The Dunbars then moved to Sycamore Street just west of downtown, but then moved a year later to the neighborhood Dunbar would spend 15 years in, the area south of downtown between Ludlow and the river.

First location was 121 Short Wilkinson, then a series of moves on Washington Street,, then the move to Riverdale, and back to the neighborhood, on 140 W Ziegler. Dunbar was also a member of an early black church, the Eaker Street AME (later renamed Wayman Chapel).

The neighborhood today, mostly obliterated via freeway construction and commercial expansion:
The Zeigler Street house was where Dunbar was living when he published “Majors and Minors” and “Lyrics of Lowly Life”, the books that made his national reputation.

The Short Wilkinson house was Dunbars first home in this neighborhood.
The Washington Street houses: Dunbar was in high school while living here, where he met the Wrights. He was writing The Tatler newspaper while at 315 & 317 Washington, published by the Wrights.
Dunbar’s church: Eaker Street AME. This is a good before and after pix as you can see the back of Emmanuel church, and the commercial building down the street a bit, in both pix.
After 1897 Matilda and Paul disappear from the city directories. The biography at the NPS website says the Dunbars were moving around a lot, including Paul moving to Washington DC, and some time in Chicago, too. It seems there is a Chicago-Dayton connection with the Dunbars as Dunbar went to Chicago to work at the Worlds Columbia Exhibition, and that his half-brothers also moved to the Windy City around this time.

But Paul and Matilda did return to Dayton.

The Sycamore street house. This is an interesting location, as the Dunbars moved into this brick double on the south side of the street after their brief stay at Magnolia, and rented here briefly when they returned to Dayton in 1903..renting the adjoining half of the double, before they moved to West Dayton. Today the site is a plaza to the west of the Ponitz Center.

And the final move. The Dunbar house on what used to be Summit Street. The Dunbars moved here in 1903, and Paul died here in 1906, in the upper front corner bedroom. The second story room facing the street in front was Pails study and library.

Matilda kept Paul’s’ rooms intact, and when she passed in 1934 the state acquired the property in 1936 and opened it as a house museum in 1938. This was one of the first state historic sites related to black history in the entire US. A famous visitor to the site was (at that time) first lady Eleanor Roosevelt.

For the National Park Service web page with more detail on Dunbar, click here.

For a digital collection of Dunbars’ works (from WSU) click here.


ohdave said...

Jeffrey, terrific work.

I mention you in my latest post on Turner. Go to my site and check it out and let me know when you have more on Turner.

kevin said...

Unreal. Like a vagabond. Well done, Jeff.

Foreverglow said...

Interesting that those houses were in such rough condition so long ago.

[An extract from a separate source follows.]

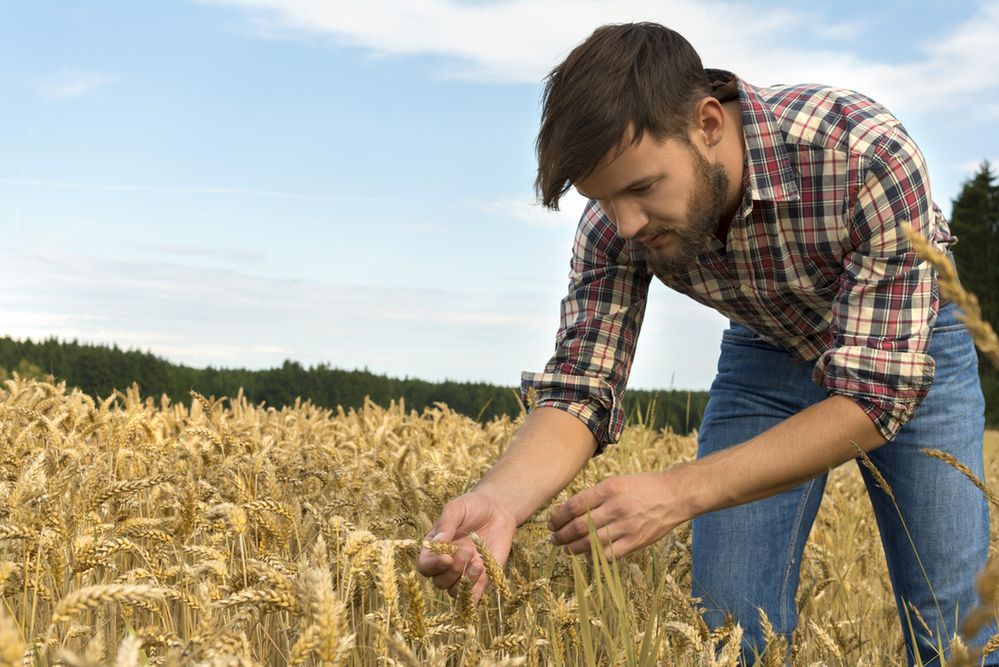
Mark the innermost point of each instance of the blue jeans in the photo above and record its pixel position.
(749, 557)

The picture of Eaker St. even has a boarded up house on it.

Jefferey said...

Eaker Street was directly across from the railroad yard & roundhouse for Union Station, so it was noisy, smokey, and not particularly desirable. Neighborhoods like this were relegated to African Americans...good example being Federal Street in Chicago, on the main rail lines in from the East Cost.

The church moved in 1922 to W Dayton, so I suspect the neighborhood was being vacated even in the 1920s.

For kevin, yes he moved a lot, but note that the Dunbars pretty much lived in that same neighborhood, which was, historically, the first permanent black district (but shared with Germans in the ealry years) in the city.

More on 19th Cenutry black Dayton later.

Jefferey said...

"..let me know when you have more on Turner."

I dont want to write more on Turner. Maybe one more on the DDC.

Jefferey said...

I think that house that looks like it might be boarded up has the shutters closed on the upper floors? Back in the old days houses had working shutters.